# Restart and Recover

## Definitions

• Restart: Running a simulation that uses data from a previous simulation. Data in this context is very broad, it can mean spatial field data, non-spatial variables or postprocessors, or stateful object data. Usually the previous and new simulations use different input files.

• Recover: Resuming an existing simulation either due to a fault or other premature termination.

• Solution File: A mesh format containing field data in addition to the mesh (i.e. a normal output file).

• Checkpoint: A snapshot of the simulation data including all meshes, solutions, and stateful object data. Typically one checkpoint is stored in several different files.

• N to N: In a restart context, this means the number of processors for the previous and current simulations must match.

• N to M: In a restart context, different numbers of processors may be used for the previous and current simulations.

## Variable Initialization

• This method is best suited for restarting a simulation when the mesh in the previous simulation exactly matches the mesh in the current simulation and only initial conditions need to be set for one more variables.

• This method requires only a valid Solution File.

• MOOSE supports N to M restart when using this method.


[Mesh]
#MOOSE supports reading field data from ExodusII, XDA/XDR, and mesh checkpoint files (.e, .xda, .xdr, .cp)
file = previous.e
#This method of restart is only supported on serial meshes
distribution = serial
[]

[Variables]
[./nodal]
family = LAGRANGE
order = FIRST
initial_from_file_var = nodal
initial_from_file_timestep = 10
[../]
[]

[AuxVariables]
[./elemental]
family = MONOMIAL
order = CONSTANT
initial_from_file_var = elemental
initial_from_file_timestep = 10
[../]
[]


## Enabling Checkpoints

• Advanced restart in MOOSE requires checkpoint files.

• To enable automatic checkpoints using the default options (every time step, and keep last two) in your simulation simply add the following flag to your input file:


[Outputs]
checkpoint = true
[]


If you need more control over the checkpoint system, you can create a subblock in the input file that will allow you to change the file format, suffix, frequency of output, the number of checkpoint files to keep, etc.
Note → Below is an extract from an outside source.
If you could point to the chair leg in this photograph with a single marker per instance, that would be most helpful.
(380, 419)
For a complete list see the Doxygen page for Checkpoint. * You should always set num_files to at least 2 to minimize the chance of ending up with a corrupt restart file.


[Outputs]
[./my_checkpoint]
type = Checkpoint
num_files = 4
interval = 5
[../]
[]


• This method is best suited for situations when the mesh from the previous simulation and the current simulation match but all variables should be reloaded and all stateful data should be restored.

• Support for modifying some variables is supported such as dt and time_step. By default, MOOSE will automatically use the last values found in the checkpoint files.
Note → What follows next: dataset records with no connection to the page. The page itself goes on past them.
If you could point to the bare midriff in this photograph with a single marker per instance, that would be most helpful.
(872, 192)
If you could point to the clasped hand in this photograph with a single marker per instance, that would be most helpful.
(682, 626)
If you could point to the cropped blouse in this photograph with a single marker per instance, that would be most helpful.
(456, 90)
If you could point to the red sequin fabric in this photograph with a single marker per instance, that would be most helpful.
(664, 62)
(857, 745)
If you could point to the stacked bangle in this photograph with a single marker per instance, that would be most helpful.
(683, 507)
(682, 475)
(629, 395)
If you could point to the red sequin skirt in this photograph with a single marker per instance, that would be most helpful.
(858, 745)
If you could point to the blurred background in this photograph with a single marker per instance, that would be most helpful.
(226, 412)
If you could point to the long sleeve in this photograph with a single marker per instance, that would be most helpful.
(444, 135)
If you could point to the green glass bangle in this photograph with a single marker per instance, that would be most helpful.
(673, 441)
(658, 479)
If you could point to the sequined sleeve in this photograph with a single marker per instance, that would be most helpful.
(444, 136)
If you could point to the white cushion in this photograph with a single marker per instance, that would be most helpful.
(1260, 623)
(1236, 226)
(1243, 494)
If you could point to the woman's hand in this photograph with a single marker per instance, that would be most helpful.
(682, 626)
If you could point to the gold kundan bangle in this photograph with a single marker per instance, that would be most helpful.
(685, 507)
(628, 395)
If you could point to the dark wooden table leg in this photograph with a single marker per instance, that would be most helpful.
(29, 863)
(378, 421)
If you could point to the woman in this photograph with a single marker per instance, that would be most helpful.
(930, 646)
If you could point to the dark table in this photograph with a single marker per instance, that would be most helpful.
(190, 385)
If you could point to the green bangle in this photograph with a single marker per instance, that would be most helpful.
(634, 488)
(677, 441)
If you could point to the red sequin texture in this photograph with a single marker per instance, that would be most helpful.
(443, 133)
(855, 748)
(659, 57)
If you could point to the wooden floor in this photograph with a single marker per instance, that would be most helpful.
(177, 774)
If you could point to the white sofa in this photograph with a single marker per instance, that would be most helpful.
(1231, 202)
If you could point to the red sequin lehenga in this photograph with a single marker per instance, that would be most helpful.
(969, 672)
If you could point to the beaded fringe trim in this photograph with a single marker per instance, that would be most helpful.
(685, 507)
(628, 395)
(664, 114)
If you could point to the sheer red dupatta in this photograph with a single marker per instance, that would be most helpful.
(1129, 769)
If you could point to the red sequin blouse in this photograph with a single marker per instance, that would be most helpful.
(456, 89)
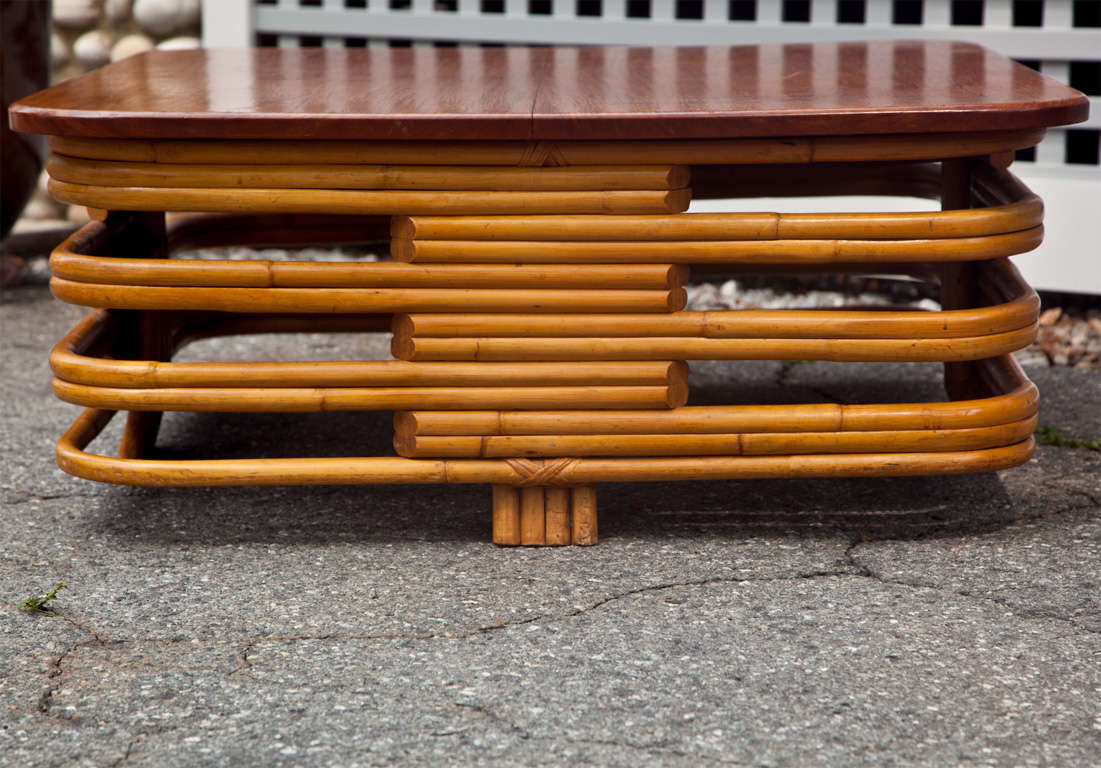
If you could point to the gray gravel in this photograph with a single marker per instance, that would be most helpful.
(913, 622)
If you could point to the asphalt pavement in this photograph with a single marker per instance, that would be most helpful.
(886, 622)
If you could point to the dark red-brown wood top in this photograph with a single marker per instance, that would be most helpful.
(609, 92)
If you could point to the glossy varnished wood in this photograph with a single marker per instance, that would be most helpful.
(553, 94)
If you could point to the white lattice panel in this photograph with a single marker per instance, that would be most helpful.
(1060, 37)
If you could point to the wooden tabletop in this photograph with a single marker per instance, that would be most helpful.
(553, 94)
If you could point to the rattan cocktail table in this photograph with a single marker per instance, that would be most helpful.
(535, 205)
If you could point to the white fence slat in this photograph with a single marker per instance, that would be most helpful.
(1055, 45)
(878, 13)
(227, 23)
(1058, 14)
(998, 13)
(613, 10)
(1016, 42)
(715, 11)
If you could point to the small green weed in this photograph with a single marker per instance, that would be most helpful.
(1052, 436)
(39, 602)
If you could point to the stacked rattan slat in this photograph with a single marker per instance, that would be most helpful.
(537, 311)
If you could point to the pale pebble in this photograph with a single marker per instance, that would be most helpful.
(75, 13)
(130, 45)
(93, 48)
(165, 17)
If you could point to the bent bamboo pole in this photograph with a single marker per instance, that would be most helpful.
(71, 361)
(73, 459)
(337, 176)
(213, 230)
(725, 227)
(1011, 207)
(315, 399)
(745, 324)
(689, 348)
(505, 515)
(368, 201)
(556, 509)
(364, 299)
(760, 443)
(533, 529)
(685, 152)
(1020, 309)
(584, 509)
(815, 251)
(79, 267)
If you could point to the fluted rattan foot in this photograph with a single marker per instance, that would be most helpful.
(537, 516)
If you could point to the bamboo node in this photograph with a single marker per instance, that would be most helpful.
(540, 472)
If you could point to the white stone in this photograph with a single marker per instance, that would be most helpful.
(40, 210)
(76, 13)
(165, 17)
(93, 48)
(58, 50)
(130, 45)
(43, 186)
(117, 10)
(180, 44)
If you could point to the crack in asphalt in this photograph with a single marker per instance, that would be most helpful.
(56, 668)
(126, 755)
(865, 571)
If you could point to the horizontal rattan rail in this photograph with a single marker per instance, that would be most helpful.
(374, 470)
(817, 251)
(688, 348)
(515, 153)
(1011, 305)
(1009, 207)
(102, 295)
(1011, 397)
(76, 359)
(77, 260)
(381, 201)
(712, 443)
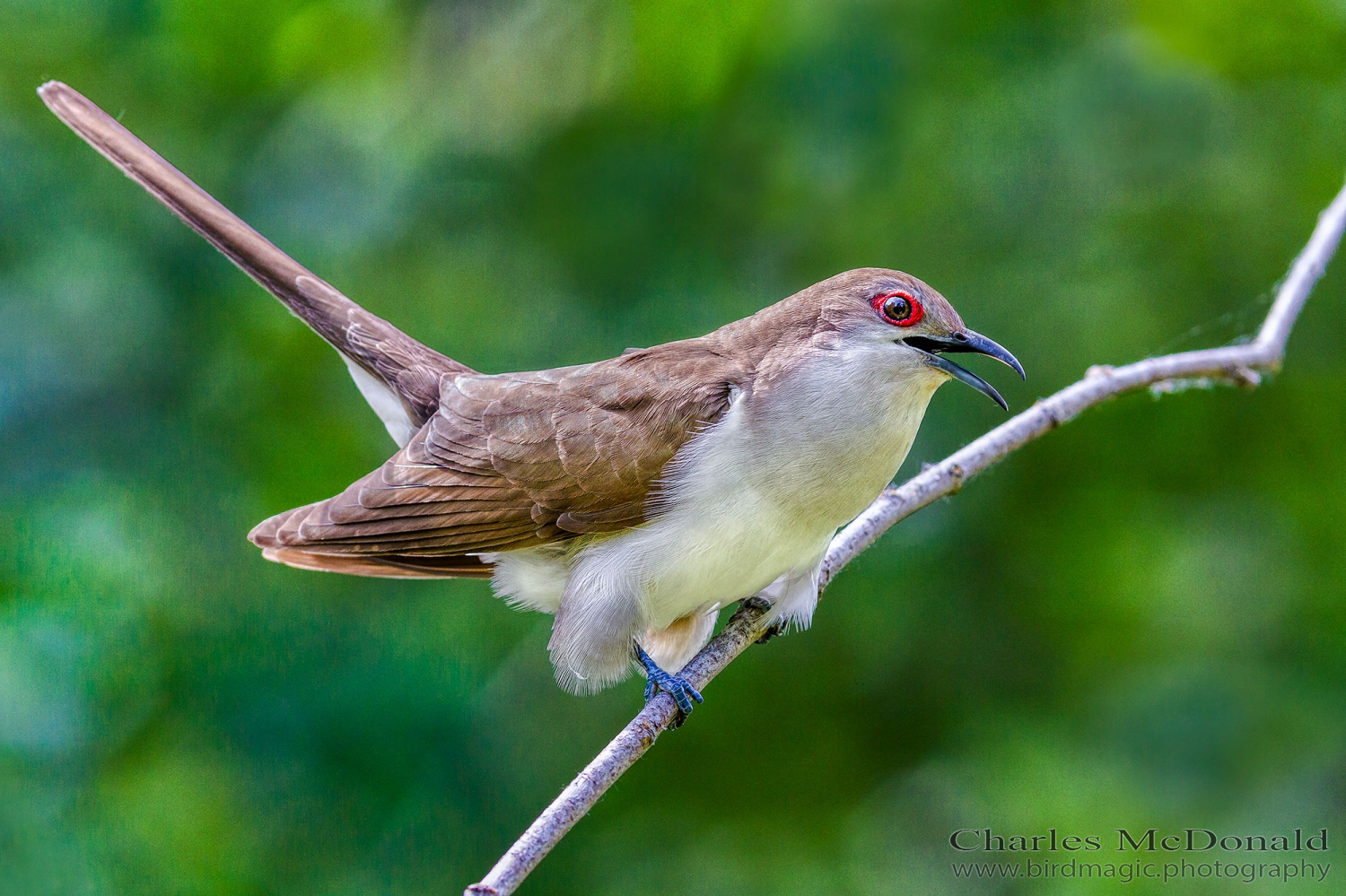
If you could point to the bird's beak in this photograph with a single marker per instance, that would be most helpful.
(966, 341)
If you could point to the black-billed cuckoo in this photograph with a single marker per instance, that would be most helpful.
(632, 498)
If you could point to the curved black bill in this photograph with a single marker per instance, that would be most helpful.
(969, 342)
• Only N to N restarts are supported using this method.


[Mesh]
#Serial number should match corresponding Executioner parameter
file = out_cp/0010_mesh.cpr
#This method of restart is only supported on serial meshes
distribution = serial
[]

[Problem]
#Note that the suffix is left off in the parameter below.
restart_file_base = out_cp/LATEST  # You may also use a specific number here
[]


• It is possible to load and project data onto a different mesh from a solution file usually as an initial condition in a new simulation.

• MOOSE fully supports this through the use of SolutionUserObject.

## Recover

• A simulation that has terminated due to a fault can be recovered simply by using th --recover CLI flag.

• Requires checkpoint files.

## MultiApp Restart

When running a multiapp simulation you do not need to enable checkpoint output in each sub app input file. The master app stores the restart data for all sub apps in its file.